Send SMS During a Call (send_sms)

A new send_sms action lets your assistant send an SMS to the caller while the call is still active — useful for sending confirmation links, reference numbers, or follow-up information in real time.

Keypad (DTMF) Input Support

Your assistant can now react to keypad presses during a call. DTMF digits are delivered as events, enabling menu navigation, PIN entry, and other touch-tone interactions. User input timeouts also reset correctly when the caller presses a key.

Consistent E.164 Phone Numbers in All Events

Caller and callee phone numbers in all events are now consistently formatted as E.164 (e.g. +4921112345678). If you were normalising numbers on your side, this step is no longer necessary.


v1.5.1 — March 2026

Outbound Calls

Initiate AI-powered calls programmatically via POST /ai-flows/:aiFlowId/call. Your assistant handles the call as soon as the recipient picks up — the same event-driven flow as inbound calls. Available on request after a review by sipgate support.

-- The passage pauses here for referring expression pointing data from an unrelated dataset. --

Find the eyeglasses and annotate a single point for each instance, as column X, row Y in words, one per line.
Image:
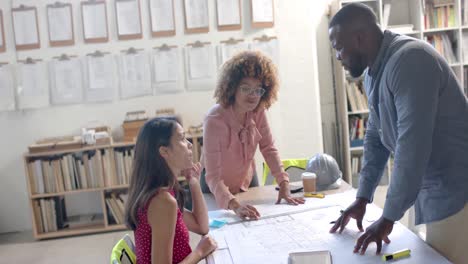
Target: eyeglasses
column 252, row 91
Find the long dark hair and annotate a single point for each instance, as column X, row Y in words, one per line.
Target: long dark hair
column 150, row 170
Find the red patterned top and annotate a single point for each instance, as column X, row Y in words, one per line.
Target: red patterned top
column 181, row 247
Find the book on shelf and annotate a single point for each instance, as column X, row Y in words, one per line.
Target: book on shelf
column 50, row 214
column 442, row 43
column 116, row 208
column 401, row 29
column 78, row 221
column 439, row 14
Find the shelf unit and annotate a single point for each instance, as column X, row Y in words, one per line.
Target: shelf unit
column 42, row 214
column 402, row 12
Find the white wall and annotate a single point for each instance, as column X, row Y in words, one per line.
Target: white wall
column 295, row 119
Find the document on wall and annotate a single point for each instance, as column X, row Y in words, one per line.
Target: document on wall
column 33, row 86
column 128, row 17
column 101, row 78
column 166, row 65
column 262, row 10
column 269, row 48
column 228, row 12
column 196, row 13
column 199, row 59
column 162, row 15
column 60, row 23
column 66, row 81
column 226, row 51
column 135, row 75
column 94, row 21
column 26, row 30
column 7, row 90
column 167, row 70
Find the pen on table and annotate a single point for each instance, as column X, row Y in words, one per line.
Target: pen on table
column 314, row 195
column 396, row 255
column 334, row 222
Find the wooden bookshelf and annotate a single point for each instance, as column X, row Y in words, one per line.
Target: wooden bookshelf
column 402, row 13
column 45, row 204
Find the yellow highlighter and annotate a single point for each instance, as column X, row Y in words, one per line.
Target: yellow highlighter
column 314, row 195
column 396, row 255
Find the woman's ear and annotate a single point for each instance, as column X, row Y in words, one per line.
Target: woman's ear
column 164, row 151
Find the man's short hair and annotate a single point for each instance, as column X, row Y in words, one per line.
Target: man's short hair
column 353, row 12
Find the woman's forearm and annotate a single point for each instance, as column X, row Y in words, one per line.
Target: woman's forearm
column 199, row 209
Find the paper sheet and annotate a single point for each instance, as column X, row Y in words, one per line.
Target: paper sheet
column 269, row 48
column 270, row 240
column 94, row 21
column 128, row 18
column 199, row 62
column 25, row 27
column 162, row 15
column 135, row 75
column 226, row 51
column 101, row 78
column 228, row 12
column 166, row 65
column 262, row 10
column 33, row 91
column 60, row 23
column 67, row 81
column 196, row 13
column 7, row 91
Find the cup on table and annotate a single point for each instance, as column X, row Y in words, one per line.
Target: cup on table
column 309, row 181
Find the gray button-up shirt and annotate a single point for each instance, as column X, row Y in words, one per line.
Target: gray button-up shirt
column 418, row 112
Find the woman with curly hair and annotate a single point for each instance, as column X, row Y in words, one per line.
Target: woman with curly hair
column 235, row 126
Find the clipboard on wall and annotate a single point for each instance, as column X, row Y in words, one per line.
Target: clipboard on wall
column 25, row 17
column 162, row 28
column 128, row 19
column 94, row 21
column 193, row 22
column 225, row 16
column 2, row 34
column 60, row 24
column 263, row 14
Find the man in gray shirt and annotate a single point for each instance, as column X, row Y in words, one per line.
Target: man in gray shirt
column 418, row 113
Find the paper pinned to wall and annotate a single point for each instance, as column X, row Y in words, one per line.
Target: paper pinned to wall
column 101, row 76
column 166, row 63
column 162, row 15
column 33, row 85
column 228, row 12
column 269, row 48
column 26, row 32
column 226, row 51
column 60, row 23
column 262, row 11
column 94, row 21
column 128, row 17
column 196, row 13
column 199, row 65
column 167, row 70
column 135, row 75
column 66, row 81
column 7, row 90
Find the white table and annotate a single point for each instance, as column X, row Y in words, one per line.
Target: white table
column 284, row 228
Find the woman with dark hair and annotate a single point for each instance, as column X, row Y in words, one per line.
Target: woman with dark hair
column 155, row 207
column 235, row 126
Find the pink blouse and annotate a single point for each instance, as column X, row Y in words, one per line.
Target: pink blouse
column 181, row 247
column 229, row 148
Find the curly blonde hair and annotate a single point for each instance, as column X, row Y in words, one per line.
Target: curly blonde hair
column 247, row 64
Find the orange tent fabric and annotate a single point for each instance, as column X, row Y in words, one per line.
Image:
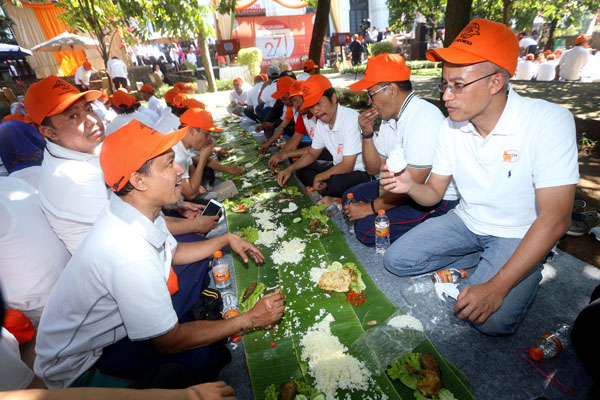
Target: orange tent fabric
column 47, row 16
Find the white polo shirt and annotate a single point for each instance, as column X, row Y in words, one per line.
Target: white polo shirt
column 547, row 71
column 571, row 62
column 114, row 286
column 343, row 140
column 531, row 147
column 238, row 98
column 27, row 276
column 183, row 158
column 416, row 131
column 72, row 192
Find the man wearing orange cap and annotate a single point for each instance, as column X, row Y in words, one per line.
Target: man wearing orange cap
column 571, row 62
column 526, row 68
column 126, row 106
column 410, row 125
column 147, row 93
column 337, row 130
column 514, row 161
column 113, row 309
column 82, row 76
column 309, row 68
column 72, row 190
column 237, row 98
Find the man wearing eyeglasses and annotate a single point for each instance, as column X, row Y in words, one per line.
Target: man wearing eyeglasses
column 410, row 125
column 514, row 161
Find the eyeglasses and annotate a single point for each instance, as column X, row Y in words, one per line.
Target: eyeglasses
column 458, row 87
column 371, row 95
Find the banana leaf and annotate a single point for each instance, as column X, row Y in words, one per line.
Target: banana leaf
column 273, row 355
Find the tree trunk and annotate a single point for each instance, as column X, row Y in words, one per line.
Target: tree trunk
column 550, row 42
column 321, row 21
column 207, row 64
column 458, row 15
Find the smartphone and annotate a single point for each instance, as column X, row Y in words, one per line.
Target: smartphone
column 213, row 208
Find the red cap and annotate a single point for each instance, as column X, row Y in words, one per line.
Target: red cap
column 123, row 100
column 198, row 118
column 19, row 325
column 480, row 41
column 283, row 87
column 147, row 89
column 296, row 88
column 309, row 65
column 536, row 353
column 582, row 38
column 127, row 149
column 51, row 96
column 383, row 68
column 313, row 89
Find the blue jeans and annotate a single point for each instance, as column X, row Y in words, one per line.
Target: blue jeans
column 445, row 242
column 402, row 218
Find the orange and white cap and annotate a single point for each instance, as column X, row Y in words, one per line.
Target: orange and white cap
column 481, row 40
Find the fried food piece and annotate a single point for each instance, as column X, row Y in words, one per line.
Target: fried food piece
column 287, row 391
column 337, row 281
column 431, row 384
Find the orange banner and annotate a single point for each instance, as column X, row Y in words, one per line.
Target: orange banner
column 47, row 16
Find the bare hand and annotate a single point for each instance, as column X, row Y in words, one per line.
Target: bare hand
column 268, row 310
column 366, row 120
column 283, row 176
column 359, row 210
column 476, row 303
column 396, row 183
column 206, row 223
column 275, row 160
column 211, row 391
column 241, row 247
column 189, row 210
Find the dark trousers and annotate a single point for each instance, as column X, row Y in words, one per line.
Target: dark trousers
column 337, row 184
column 120, row 82
column 402, row 218
column 133, row 359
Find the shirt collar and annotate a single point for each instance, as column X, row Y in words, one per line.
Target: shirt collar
column 153, row 232
column 59, row 151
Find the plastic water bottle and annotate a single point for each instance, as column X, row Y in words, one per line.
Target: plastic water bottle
column 220, row 271
column 314, row 194
column 230, row 310
column 334, row 208
column 449, row 275
column 350, row 224
column 550, row 344
column 382, row 232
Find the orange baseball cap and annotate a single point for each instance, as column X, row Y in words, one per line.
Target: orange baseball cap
column 582, row 38
column 383, row 68
column 197, row 118
column 296, row 88
column 309, row 65
column 313, row 90
column 123, row 100
column 283, row 87
column 480, row 41
column 147, row 89
column 128, row 148
column 51, row 96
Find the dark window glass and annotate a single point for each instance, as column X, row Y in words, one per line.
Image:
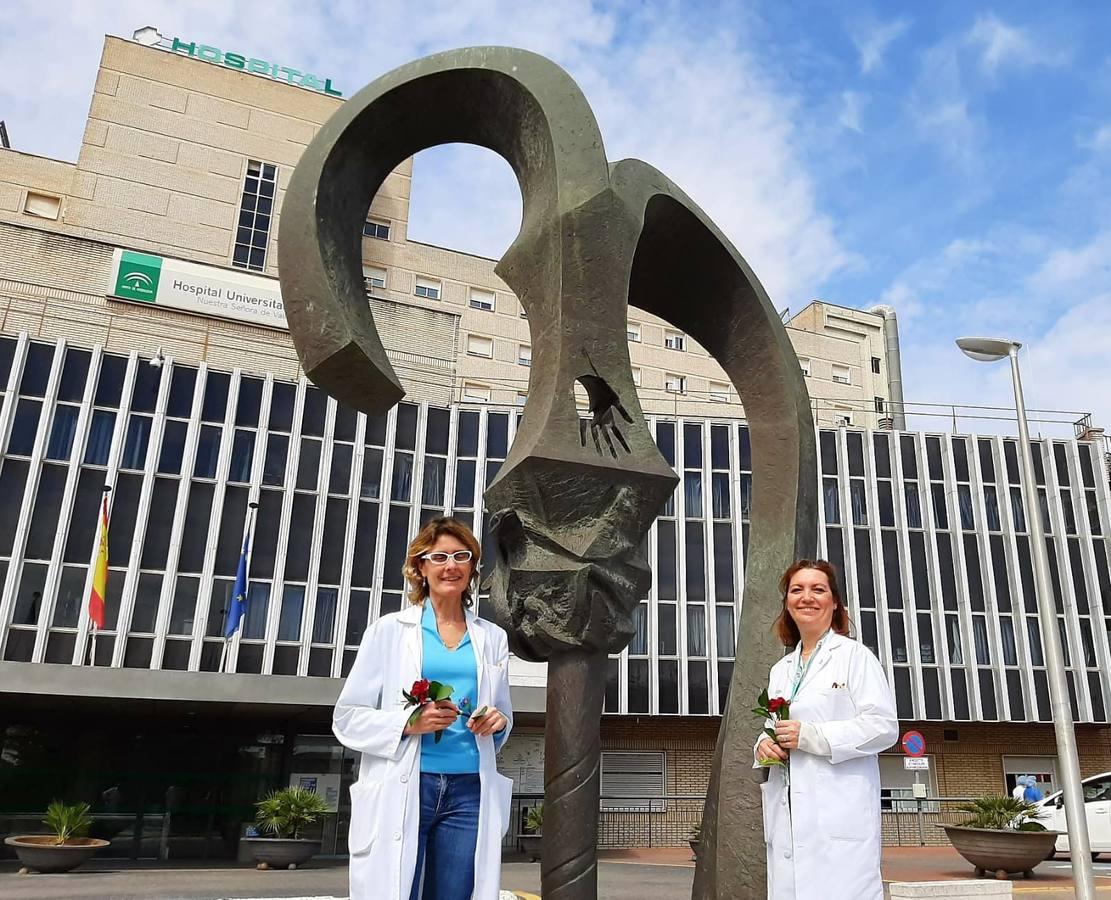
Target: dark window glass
column 84, row 518
column 744, row 448
column 300, row 537
column 281, row 406
column 316, row 411
column 74, row 375
column 666, row 560
column 889, row 541
column 194, row 533
column 866, row 583
column 856, row 445
column 182, row 385
column 208, row 452
column 173, row 447
column 216, row 397
column 988, row 695
column 666, row 440
column 497, row 435
column 436, row 436
column 332, row 542
column 1014, row 696
column 407, row 427
column 468, row 432
column 60, row 443
column 48, row 503
column 110, row 382
column 157, row 540
column 960, row 693
column 697, row 687
column 264, row 541
column 308, row 467
column 37, row 369
column 882, row 453
column 144, row 393
column 124, row 507
column 24, row 427
column 960, row 459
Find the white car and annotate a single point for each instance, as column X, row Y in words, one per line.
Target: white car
column 1098, row 807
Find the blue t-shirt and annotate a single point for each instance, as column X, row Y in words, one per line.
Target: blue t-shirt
column 458, row 751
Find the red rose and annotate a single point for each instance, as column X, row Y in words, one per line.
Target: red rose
column 420, row 690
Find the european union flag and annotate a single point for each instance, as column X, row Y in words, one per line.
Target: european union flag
column 238, row 592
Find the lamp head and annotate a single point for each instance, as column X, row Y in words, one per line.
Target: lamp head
column 987, row 349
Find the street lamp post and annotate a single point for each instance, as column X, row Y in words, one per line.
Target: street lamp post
column 990, row 350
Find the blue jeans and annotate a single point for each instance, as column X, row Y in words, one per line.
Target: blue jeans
column 449, row 830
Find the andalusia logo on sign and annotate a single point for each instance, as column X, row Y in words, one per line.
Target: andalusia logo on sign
column 138, row 277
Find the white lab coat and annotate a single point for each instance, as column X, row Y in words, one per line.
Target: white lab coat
column 370, row 717
column 827, row 842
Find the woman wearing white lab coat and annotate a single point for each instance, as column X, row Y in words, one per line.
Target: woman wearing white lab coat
column 387, row 832
column 821, row 811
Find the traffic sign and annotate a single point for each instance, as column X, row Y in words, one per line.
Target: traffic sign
column 913, row 743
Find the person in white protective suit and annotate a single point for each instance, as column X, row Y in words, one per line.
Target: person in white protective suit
column 428, row 813
column 821, row 798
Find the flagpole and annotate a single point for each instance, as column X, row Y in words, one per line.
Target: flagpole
column 234, row 607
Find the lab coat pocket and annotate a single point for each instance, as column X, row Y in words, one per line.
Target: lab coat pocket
column 364, row 815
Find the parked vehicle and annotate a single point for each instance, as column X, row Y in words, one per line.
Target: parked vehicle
column 1098, row 807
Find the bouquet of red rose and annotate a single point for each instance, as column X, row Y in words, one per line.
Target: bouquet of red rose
column 422, row 692
column 778, row 709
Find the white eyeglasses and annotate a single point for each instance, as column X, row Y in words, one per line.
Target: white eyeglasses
column 439, row 558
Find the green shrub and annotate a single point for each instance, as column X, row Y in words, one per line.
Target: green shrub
column 66, row 821
column 284, row 812
column 1001, row 812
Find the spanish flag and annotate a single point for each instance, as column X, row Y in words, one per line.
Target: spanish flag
column 100, row 572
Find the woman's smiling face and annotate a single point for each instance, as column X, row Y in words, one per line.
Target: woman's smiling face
column 810, row 601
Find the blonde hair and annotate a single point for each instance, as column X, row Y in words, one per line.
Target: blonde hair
column 426, row 540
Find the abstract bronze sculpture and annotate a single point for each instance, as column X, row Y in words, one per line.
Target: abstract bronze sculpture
column 574, row 499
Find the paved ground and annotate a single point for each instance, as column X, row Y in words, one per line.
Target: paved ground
column 640, row 875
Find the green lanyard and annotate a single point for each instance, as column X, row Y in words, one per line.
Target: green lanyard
column 801, row 669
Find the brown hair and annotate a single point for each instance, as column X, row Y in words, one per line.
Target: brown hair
column 424, row 540
column 784, row 628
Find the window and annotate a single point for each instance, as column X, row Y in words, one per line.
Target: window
column 674, row 383
column 374, row 277
column 636, row 779
column 256, row 208
column 477, row 346
column 719, row 392
column 428, row 288
column 377, row 228
column 482, row 299
column 42, row 206
column 476, row 393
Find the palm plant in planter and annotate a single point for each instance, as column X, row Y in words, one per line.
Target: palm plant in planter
column 532, row 839
column 67, row 848
column 1001, row 836
column 283, row 815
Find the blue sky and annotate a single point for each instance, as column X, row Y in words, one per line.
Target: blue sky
column 951, row 159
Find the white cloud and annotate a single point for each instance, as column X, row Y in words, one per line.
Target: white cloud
column 1003, row 45
column 872, row 42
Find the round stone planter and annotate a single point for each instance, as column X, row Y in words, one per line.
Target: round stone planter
column 1001, row 852
column 42, row 853
column 281, row 852
column 530, row 846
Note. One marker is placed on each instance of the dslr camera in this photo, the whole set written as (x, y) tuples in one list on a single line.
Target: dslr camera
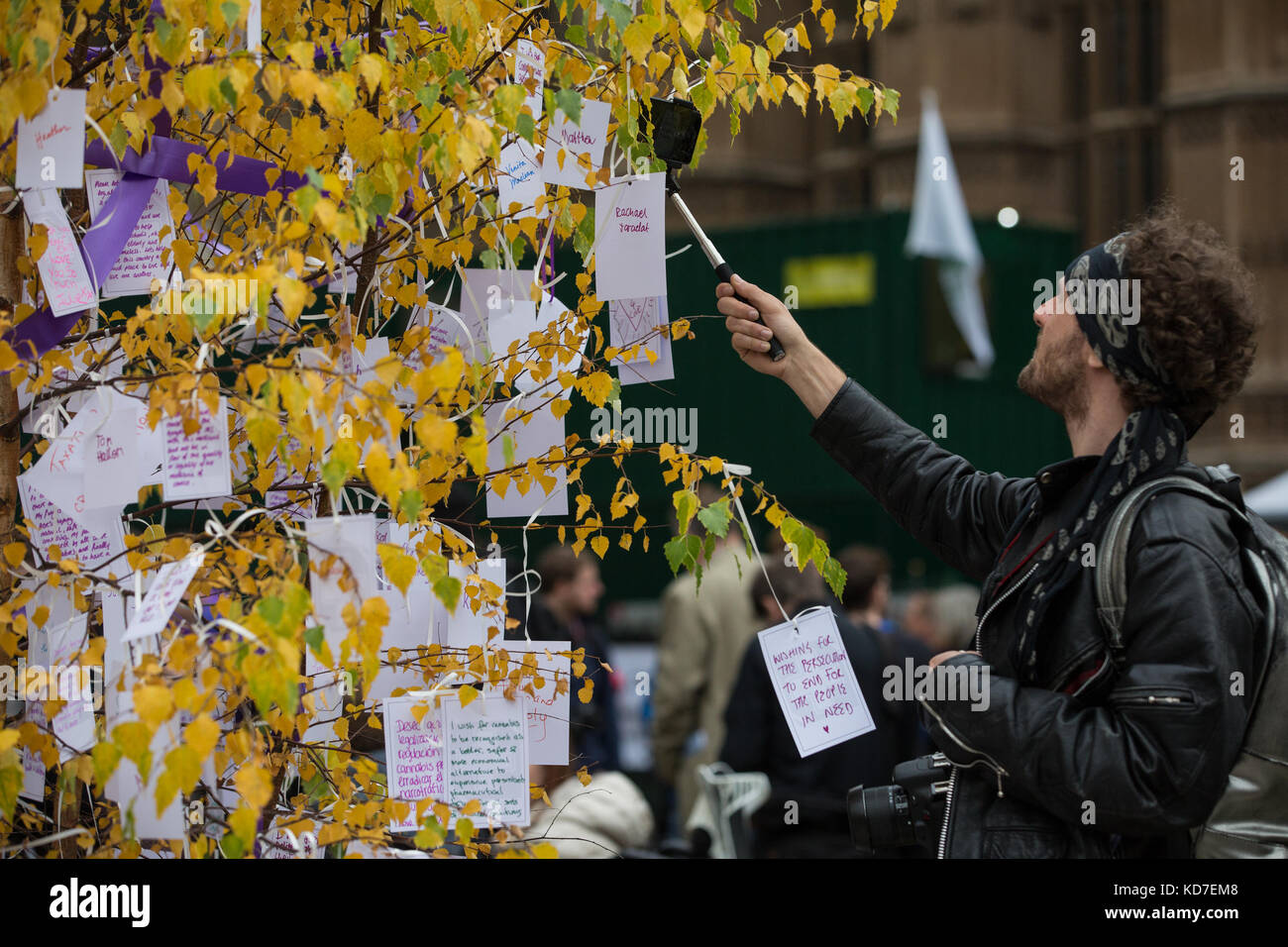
[(907, 812)]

Real-Time Speech Start Event (user_speech_started)

A new user_speech_started event is sent the moment the caller begins speaking — before transcription completes. Use it to interrupt the assistant or trigger visual feedback without waiting for the full transcript.

Faster ElevenLabs Voices

ElevenLabs voices now use the latest eleven_flash_v2_5 model by default, delivering noticeably lower latency for generated speech.

ElevenLabs EU Data Residency

ElevenLabs voices now route through the EU endpoint by default, keeping audio data within the European Union.


Improvements — February 2026

Immediate Barge-In Strategy

A new immediate barge-in strategy detects speech using Voice Activity Detection (VAD) the moment a caller starts talking — typically 20–100 ms before the first word is transcribed. Conversations feel as natural as talking to a real person.

Mid-Call Language and Provider Switching (configure_transcription)

A new configure_transcription action lets your assistant switch the transcription language or provider in the middle of a call — for example, after detecting that the caller speaks a different language, or to adapt recognition parameters dynamically. Supported languages follow BCP-47 tags and work across Azure, Deepgram, and ElevenLabs.


Improvements — January 2026

SSML Support in Speak Actions

The speak action now accepts SSML (Speech Synthesis Markup Language) in addition to plain text. Use SSML to control pronunciation, pauses, emphasis, and speaking rate for fine-tuned voice output.


Early Access — November–December 2025

Multi-Provider Transcription

Deepgram and ElevenLabs are now available as speech-to-text providers alongside Azure. Select the provider that best fits your use case — each offers different strengths in accuracy, latency, and supported languages.

Phone Number Routing

AI flows can now be associated with specific phone numbers directly through the API, making it easier to build multi-flow routing logic without external IVR configuration.

SDK Launch

The @sipgate/ai-flow-sdk TypeScript SDK is now publicly available on npm. It provides fully typed event handlers and action builders, removing the need to manage raw WebSocket or HTTP webhook payloads manually.


Note: The AI Flow API follows continuous delivery — not all improvements correspond to an SDK version bump. Check this page regularly for the latest changes.